As advanced technologies such as artificial intelligence (AI) software development, machine learning (ML) development, and a variety of complicated rule-based algorithms enable applications and computing systems to become progressively intelligent and responsive to human actions, applications have a variety of options for enhancing their capabilities. While rule-based algorithms have traditionally worked on the basis of pre-defined rules and circumstances, AI and machine learning systems can now make rapid decisions depending on user inputs and context.
So, should you deploy AI-based intelligent algorithms or systems, or rule-based algorithms or systems? Both of these options have their own virtues. We’ll go through both of these tactics, as well as their benefits and drawbacks, in this article.
A rule-based algorithm always takes action in accordance with a set of rules and circumstances. These principles might be either basic or quite complicated. Because it is limited to responding within the realm of pre-defined rules and circumstances, such algorithms are unable to handle any new query or condition that they are unfamiliar with.
Additionally, they may be utilized for a broad range of applications and purposes due to their flexibility and uncomplicated approach. The rule-based approach may be successful and beneficial for a variety of applications, from basic apps to websites to complex systems that need to reply in a binary manner.
Let us now discuss the advantages and disadvantages of the rule-based approach.
Advantages of the rule-based approach
- The rule-based method is simple to set up and incorporate into existing systems.

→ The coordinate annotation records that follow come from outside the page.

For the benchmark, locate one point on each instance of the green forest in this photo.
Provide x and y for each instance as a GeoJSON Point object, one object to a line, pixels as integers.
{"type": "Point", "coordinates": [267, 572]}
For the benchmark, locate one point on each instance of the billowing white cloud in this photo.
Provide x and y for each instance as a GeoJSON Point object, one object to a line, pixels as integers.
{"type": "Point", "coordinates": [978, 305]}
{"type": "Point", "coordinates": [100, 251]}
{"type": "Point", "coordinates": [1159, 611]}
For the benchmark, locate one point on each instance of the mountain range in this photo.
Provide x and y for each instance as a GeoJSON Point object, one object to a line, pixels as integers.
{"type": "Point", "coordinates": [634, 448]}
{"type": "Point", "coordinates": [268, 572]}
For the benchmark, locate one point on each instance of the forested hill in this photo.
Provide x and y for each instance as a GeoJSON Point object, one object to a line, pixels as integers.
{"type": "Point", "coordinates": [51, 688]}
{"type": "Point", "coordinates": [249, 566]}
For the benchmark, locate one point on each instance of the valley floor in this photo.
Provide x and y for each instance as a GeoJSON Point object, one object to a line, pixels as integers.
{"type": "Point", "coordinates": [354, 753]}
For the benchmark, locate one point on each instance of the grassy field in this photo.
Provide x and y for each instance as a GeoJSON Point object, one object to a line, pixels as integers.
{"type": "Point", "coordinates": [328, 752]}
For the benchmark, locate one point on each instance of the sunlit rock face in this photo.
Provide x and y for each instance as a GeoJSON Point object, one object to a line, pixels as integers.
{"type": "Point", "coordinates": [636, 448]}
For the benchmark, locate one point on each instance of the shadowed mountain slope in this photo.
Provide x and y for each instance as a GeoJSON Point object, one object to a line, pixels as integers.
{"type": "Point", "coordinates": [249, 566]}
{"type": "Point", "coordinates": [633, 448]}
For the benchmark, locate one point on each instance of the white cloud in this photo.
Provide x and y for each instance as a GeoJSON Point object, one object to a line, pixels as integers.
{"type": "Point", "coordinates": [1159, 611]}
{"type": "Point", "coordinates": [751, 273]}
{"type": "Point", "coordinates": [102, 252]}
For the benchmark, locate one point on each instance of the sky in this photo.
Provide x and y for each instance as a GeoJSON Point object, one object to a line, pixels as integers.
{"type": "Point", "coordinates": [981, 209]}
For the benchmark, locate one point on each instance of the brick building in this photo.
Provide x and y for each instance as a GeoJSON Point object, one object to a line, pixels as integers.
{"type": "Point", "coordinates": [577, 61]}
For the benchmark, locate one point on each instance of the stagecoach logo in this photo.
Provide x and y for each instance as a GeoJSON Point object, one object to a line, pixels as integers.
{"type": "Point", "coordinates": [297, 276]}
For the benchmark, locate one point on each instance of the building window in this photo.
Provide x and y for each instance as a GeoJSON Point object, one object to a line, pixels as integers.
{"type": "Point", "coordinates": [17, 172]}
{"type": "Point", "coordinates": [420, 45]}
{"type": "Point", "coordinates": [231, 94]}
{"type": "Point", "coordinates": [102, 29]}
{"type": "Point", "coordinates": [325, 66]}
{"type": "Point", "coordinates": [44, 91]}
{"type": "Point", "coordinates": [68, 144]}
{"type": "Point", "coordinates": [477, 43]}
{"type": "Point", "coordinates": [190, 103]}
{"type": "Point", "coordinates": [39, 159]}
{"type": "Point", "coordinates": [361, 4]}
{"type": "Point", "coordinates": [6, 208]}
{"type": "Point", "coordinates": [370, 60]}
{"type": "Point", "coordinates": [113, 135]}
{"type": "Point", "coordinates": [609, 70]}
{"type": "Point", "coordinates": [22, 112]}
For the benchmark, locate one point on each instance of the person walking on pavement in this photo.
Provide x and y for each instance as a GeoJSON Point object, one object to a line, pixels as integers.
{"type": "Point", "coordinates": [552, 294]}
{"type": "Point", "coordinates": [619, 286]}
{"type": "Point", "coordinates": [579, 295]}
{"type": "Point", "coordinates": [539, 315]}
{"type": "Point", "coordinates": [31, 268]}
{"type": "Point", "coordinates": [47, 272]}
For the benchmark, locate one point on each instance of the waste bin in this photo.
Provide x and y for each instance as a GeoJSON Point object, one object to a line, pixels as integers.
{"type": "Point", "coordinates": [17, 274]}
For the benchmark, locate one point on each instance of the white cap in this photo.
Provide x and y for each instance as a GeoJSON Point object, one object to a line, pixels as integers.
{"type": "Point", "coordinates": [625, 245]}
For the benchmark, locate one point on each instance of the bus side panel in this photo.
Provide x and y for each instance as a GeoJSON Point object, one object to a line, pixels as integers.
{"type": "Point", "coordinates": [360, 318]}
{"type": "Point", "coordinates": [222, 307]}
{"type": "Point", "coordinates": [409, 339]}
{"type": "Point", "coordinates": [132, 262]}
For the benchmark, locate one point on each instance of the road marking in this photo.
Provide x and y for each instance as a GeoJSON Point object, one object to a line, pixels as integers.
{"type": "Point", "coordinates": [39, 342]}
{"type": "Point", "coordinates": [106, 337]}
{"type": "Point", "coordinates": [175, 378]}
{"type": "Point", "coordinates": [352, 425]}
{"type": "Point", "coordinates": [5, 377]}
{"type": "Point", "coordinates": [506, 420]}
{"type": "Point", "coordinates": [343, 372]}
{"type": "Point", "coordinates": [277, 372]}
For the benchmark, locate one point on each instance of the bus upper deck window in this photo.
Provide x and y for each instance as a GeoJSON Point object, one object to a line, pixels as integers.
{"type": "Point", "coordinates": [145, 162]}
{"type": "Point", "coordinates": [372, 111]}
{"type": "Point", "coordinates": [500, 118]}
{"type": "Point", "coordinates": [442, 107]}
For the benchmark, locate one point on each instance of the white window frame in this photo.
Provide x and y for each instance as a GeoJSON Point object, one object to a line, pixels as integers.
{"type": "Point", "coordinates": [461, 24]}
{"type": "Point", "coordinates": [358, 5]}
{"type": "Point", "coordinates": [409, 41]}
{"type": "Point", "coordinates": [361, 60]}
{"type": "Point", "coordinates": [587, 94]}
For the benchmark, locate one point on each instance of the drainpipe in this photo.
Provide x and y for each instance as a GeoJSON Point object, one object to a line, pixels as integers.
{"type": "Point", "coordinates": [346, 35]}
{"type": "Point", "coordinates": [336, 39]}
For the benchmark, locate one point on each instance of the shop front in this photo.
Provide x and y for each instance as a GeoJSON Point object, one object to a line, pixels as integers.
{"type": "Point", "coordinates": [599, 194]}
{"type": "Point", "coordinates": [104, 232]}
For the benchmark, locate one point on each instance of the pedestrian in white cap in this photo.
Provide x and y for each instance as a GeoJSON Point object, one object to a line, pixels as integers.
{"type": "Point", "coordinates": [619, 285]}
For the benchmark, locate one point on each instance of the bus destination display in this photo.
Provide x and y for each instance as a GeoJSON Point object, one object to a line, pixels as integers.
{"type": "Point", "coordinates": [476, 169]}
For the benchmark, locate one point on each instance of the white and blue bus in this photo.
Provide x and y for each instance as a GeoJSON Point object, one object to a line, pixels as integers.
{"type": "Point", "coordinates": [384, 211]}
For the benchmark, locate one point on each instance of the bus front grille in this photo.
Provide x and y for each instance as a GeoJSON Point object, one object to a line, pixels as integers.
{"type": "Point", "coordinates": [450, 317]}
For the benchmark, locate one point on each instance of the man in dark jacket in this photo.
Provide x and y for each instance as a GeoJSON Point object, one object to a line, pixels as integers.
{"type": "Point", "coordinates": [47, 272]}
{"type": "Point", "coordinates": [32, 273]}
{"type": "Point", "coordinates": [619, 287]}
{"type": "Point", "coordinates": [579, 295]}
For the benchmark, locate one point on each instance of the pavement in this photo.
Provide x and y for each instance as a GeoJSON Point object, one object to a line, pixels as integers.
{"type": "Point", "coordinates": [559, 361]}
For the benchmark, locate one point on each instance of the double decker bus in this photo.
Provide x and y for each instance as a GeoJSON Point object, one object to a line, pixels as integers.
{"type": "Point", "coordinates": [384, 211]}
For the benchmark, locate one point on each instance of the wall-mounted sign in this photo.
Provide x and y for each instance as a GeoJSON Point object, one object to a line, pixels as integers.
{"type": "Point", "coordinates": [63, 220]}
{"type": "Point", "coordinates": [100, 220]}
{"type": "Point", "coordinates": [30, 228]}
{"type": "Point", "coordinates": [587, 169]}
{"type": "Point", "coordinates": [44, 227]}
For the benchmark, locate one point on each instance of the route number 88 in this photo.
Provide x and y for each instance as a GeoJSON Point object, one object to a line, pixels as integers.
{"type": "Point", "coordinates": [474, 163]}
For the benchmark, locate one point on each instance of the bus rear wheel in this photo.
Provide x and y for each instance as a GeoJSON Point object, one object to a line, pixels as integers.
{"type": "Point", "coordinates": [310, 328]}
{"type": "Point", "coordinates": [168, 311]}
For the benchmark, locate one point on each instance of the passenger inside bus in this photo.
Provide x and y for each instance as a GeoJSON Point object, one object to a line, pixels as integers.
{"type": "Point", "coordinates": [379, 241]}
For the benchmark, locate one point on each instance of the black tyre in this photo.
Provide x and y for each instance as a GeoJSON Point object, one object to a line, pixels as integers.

- Because the rule-based method is so basic, it’s perfect for simple applications.
- Because rule-based algorithms have been employed in so many systems, they have an industry standard of best practices to adhere to.
- The rule-based method is less costly and takes less time.
- A rule-based approach proved to be quite efficient for introducing basic Chatbots for FAQ or comparable sections.
Disadvantages of the rule-based approach
- When it comes to dealing with complicated problems and questions, the rule-based approach is severely constrained.
- Because the rule-based method is static, it can’t be modified or updated very often.
- Applications that are attempting to handle unique user circumstances may not benefit from rule-based techniques.
- The rule-based approach might be highly restricted in complicated and multidimensional applications.
Artificial Intelligence (AI) Based Systems
AI-powered intelligent systems, in comparison to rule-based systems, are more context-driven and proactive, interacting with and making decisions based on user input and responses.
Machine Learning, which is a part of artificial intelligence, takes it a step further by allowing computers to understand user interactions, replies, and activities and make judgments based on that information. AI-based systems, unlike rule-based systems, are constantly updated and get more sophisticated as fresh user inputs and information come in.
Let’s have a look at the major advantages and disadvantages of AI-based systems.
Advantages of AI-based system
- Machines and apps become more sophisticated and user-focused as a result of AI-based systems.
- For certain use cases, AI-based technologies enable apps to be more responsive and context-driven.
- There is a larger and greater scope of personalization as AI and ML systems strive to adapt to individual user preferences.
- AI-based systems will keep evolving, become more common, and more capable in the coming years.
- AI-driven systems are now backed by some of the world’s most prominent tech businesses.
Disadvantages of AI-based system
- Because AI-based systems are still in their infancy, there is no universal standard against which they may be evaluated.
- AI-based systems are costly to build in terms of both money and time.
- Proficiency in a range of technologies is required for AI-based development.
- It may be more difficult for small enterprises and startups to deploy AI technologies.
- AI and Machine Learning models must be updated with fresh data and data-driven insights on a regular basis.
Algorithms may be found practically anywhere. They have infiltrated every technological domain, from chatbots to basic linked products and smartphone applications. AI-based systems are anticipated to gain in popularity as a result of the rise of intelligent Chatbots, although rule-based systems will remain to exist for specific reasons.